L’exercice était particulièrement attendu. Emmanuel Macron donnait dimanche soir sur TF1 sa première grande interview télévisée depuis son accession à l’Elysée, en mai dernier. Mais pour les éditorialistes d’Europe 1, le chef de l’Etat, s’il a assumé son style, est passé à côté, notamment en n’évoquant pas nombre de sujets d’importance, au premier rang desquels la lutte contre le terrorisme.

"Pas de genou à terre pour Jupiter. Mais que de sujets manquants !"

Par Hélène Jouan, chef du service politique d’Europe 1

"Jugeons cet entretien à l’aune des attentes soulevées par ce premier exercice d’interpellations : nous attendions d’être rassurés sur lui - un président peut-il vraiment parler comme ça ?- et surtout éclairés sur la justesse, pour ne pas dire la justice, de ses réformes.

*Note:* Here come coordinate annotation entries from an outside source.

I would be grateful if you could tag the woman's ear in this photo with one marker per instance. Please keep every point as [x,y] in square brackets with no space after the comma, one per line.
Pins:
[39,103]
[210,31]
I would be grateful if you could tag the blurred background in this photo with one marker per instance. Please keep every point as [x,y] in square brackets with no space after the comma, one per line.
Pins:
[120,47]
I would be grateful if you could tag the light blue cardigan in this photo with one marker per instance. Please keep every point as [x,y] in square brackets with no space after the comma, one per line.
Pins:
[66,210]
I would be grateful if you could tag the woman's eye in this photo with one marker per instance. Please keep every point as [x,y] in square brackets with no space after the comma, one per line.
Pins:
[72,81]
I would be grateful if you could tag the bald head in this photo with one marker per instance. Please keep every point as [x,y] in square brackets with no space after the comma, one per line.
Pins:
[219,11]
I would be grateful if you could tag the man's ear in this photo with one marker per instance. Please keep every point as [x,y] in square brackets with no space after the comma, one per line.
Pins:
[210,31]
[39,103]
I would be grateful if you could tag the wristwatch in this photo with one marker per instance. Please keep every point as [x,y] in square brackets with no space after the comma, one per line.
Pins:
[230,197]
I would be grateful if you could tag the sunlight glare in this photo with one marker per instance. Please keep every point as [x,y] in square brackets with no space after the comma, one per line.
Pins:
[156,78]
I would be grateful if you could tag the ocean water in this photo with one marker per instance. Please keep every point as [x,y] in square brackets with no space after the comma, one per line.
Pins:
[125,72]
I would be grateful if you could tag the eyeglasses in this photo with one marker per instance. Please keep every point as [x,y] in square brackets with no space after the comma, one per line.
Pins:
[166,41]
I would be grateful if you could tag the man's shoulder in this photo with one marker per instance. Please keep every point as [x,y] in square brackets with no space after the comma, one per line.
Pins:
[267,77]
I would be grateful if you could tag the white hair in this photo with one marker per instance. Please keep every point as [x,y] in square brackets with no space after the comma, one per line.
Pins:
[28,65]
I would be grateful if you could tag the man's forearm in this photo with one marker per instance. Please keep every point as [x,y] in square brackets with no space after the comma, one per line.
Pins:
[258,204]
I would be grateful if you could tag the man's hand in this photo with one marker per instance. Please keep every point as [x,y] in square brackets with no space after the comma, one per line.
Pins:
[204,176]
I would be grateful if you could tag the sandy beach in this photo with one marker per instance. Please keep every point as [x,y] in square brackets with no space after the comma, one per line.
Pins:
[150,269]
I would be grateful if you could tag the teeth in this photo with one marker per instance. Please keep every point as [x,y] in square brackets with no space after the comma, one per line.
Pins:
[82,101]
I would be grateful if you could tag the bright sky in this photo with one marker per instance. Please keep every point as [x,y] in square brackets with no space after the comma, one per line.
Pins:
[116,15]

Un j’assume qui rassurera et agacera. Sur le premier chapitre qui fut long comme un jour sans pain, Emmanuel Macron assume crânement tout ce qu’il dit et tout ce qu’il est. Pas une once de regret, pas un semblant d’excuse sur les mots prononcés qui ont pu blesser ou sur la boulette de l’ISF. Le message: "je continuerai à dire les choses, et à vouloir les transformer parce que j’ai dit que je le ferai". Circulez, il n’y a rien à voir. Jupiter a refusé de mettre un genou à terre. Emmanuel Macron a placé son quinquennat sous le signe de la verticalité retrouvée et de l’autorité : dimanche soir, son "j’assume " rassurera ceux qui craignaient qu’il flanche, il agacera un peu plus encore, les autres.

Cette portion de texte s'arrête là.